Preventing termites: Top tips for outside your home
Take steps to protect the entire exterior of your home against termites to ensure no points of entry along the perimeter of the property. Here are some simple termite prevention measures to consider:
Remove woodpiles - Do not store stacks of wood against your building and remove old, rotted, damp logs and tree trunks to prevent termites from building nests there.
Fix broken roof tiles - Termites don't require much space to reach the soft, chewy wood skeleton of your property. Broken roof tiles offer the perfect access.
Use only termite treated timber in garden beds, retaining walls or fence posts - Do not use untreated timbers to form garden beds or retaining walls, as these will attract termites to your property.
Construct timber fences and support posts with a two-inch clearance between the timber and soil - Without the clearance, termites gain easy access without detection. Galvanized post shoes that elevate the timber off the ground are available from most hardware stores.
Keep your garden neat - Termites will use overgrowth from gardens or the lawn to gain access to your home. Keep the garden tended, grass trimmed and overgrowth away from the house.
Don’t allow climbing plants or bushy gardens to grow against the structure - Climbing plants growing against the side of the structure of your property provide termites undetected entry points.
Do not plant trees known to send roots under slabs close to the property - The roots of some plants can penetrate the foundations of your property, allowing termites access that is very difficult to locate.
Be aware - Building alterations or additions may change previous termite protection, sometimes rendering them ineffective. Adding a gazebo, new awnings, concrete slab extensions, or even plumbing can provide a route of entry for termites into the property across termite protection previously applied.

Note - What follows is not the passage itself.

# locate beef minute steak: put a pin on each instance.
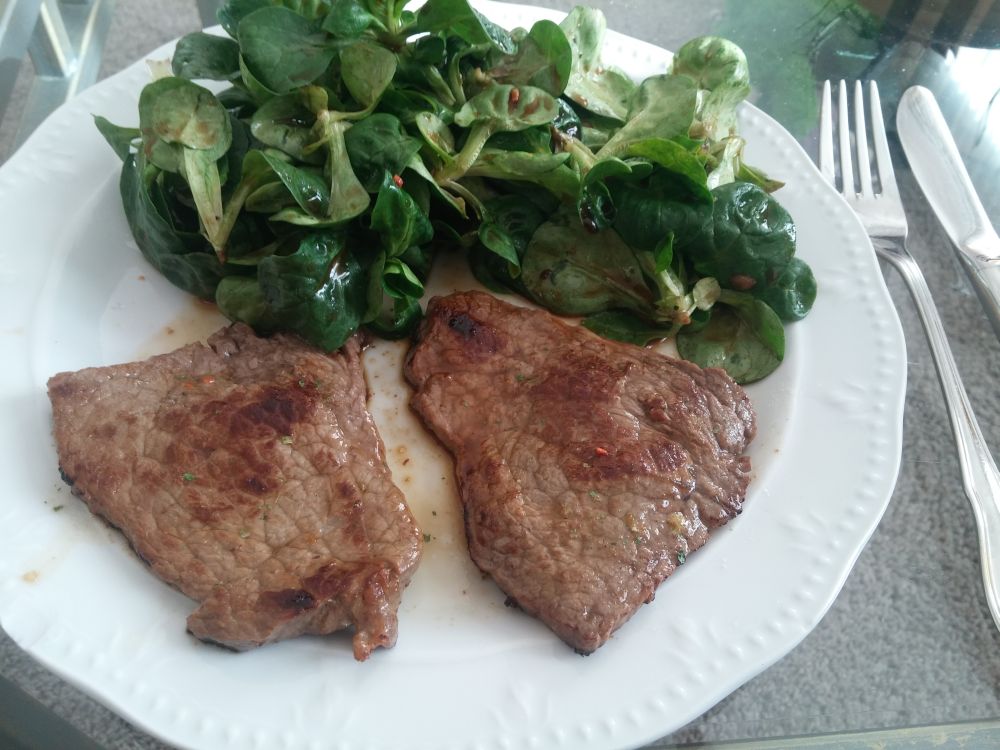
(249, 474)
(588, 469)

How to prevent termites naturally
Even though there’s no guarantee on their effectiveness, there are several all-natural DIY methods that may help to protect your home and yard from termites.
It’s understandable why some people are wary of using chemicals in pest control. Thankfully, there are a number of all-natural methods to help keep termites away from your property. It’s important to note that termites are notoriously difficult to get rid of and almost always require professional treatment. That said, there are a number of natural methods that may help prevent termites from infesting your home:
Orange oil - This can be sprayed into high-risk areas for termites, including crawl spaces and attics.

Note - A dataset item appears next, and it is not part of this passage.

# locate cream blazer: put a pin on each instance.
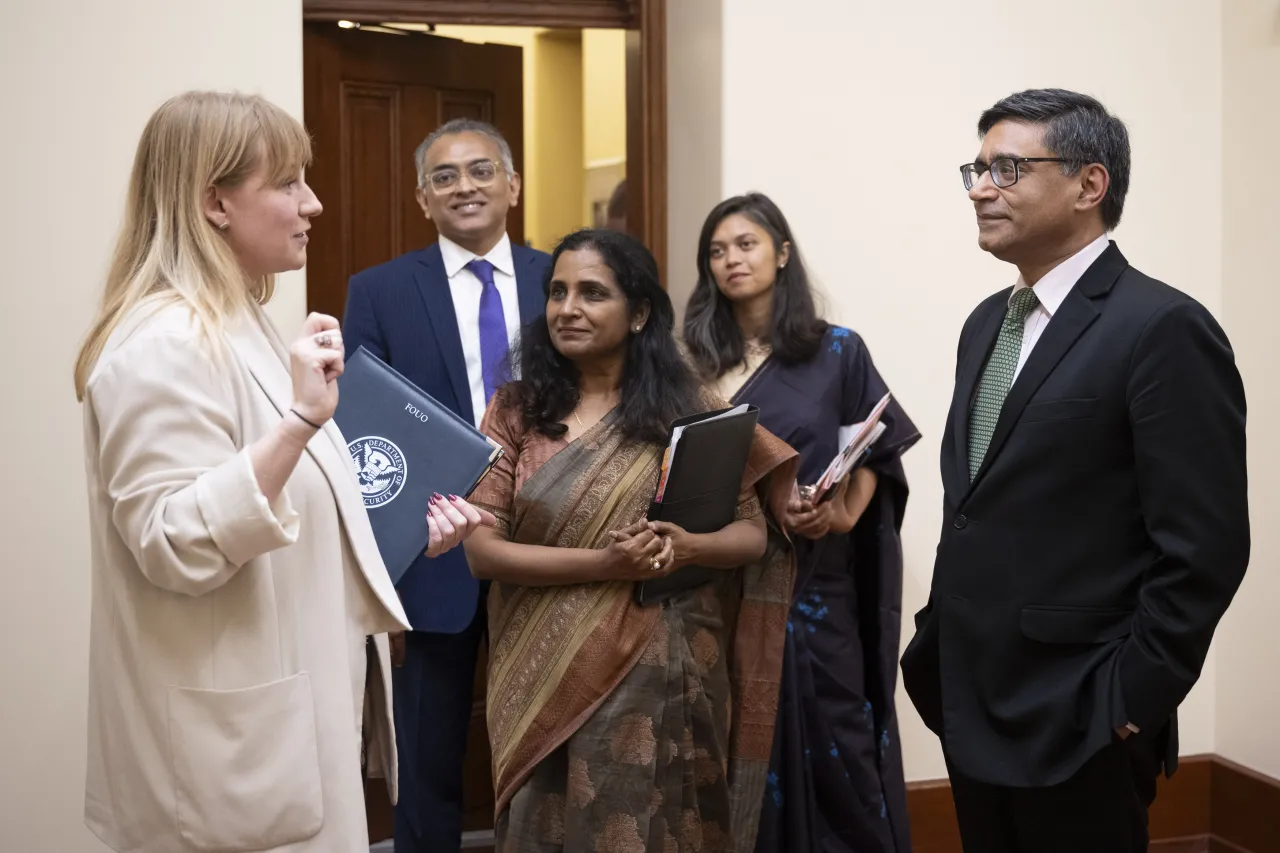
(228, 634)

Cardboard traps - These are often effective because they contain the cellulose that attracts termites. The hope is that any nearby termites will gather near the trap, which can then be disposed of by burning.
Exposure to sunlight - Termites are very sensitive to sunlight; exposing infested furniture to daylight can kill off any hiding termites.

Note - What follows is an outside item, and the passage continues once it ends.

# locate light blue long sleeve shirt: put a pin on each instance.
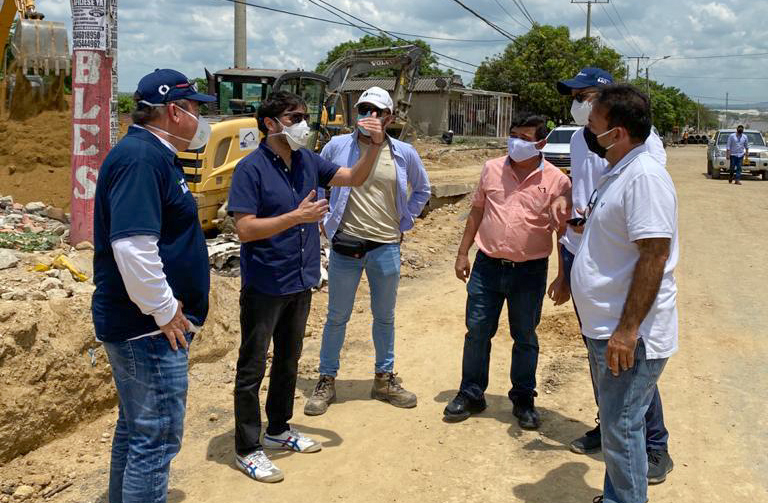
(344, 151)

Diatomaceous earth - Used to control many types of garden pests, this can be mixed with soil, water, or paint to help keep termites away.
Nematodes - Certain groups of parasitic nematodes are known to feed on termites, making them a natural form of biological control.
Boric acid - Available in liquid or dust form, boric acid works to kill termites and other pests in or near the home.
DIY vs. professional termite prevention
Preventing termites naturally has been known to work if you are dedicated to staying on top of administering treatment. As with all pests, prevention is the best form of control. In addition to these natural methods, it’s still very important to get regular inspections by an expert who can seek out early signs of termites in your home.
If you can stop the problem before it starts, there’s no need to worry about using chemical treatments. However, if you have an active termite infestation, treatment needs to be handled by a professional who can use the most effective products available, including baiting systems and termiticides. Orange oil, sunlight, nematodes, and other natural prevention methods simply won’t hold up when you are taking on a full-blown infestation.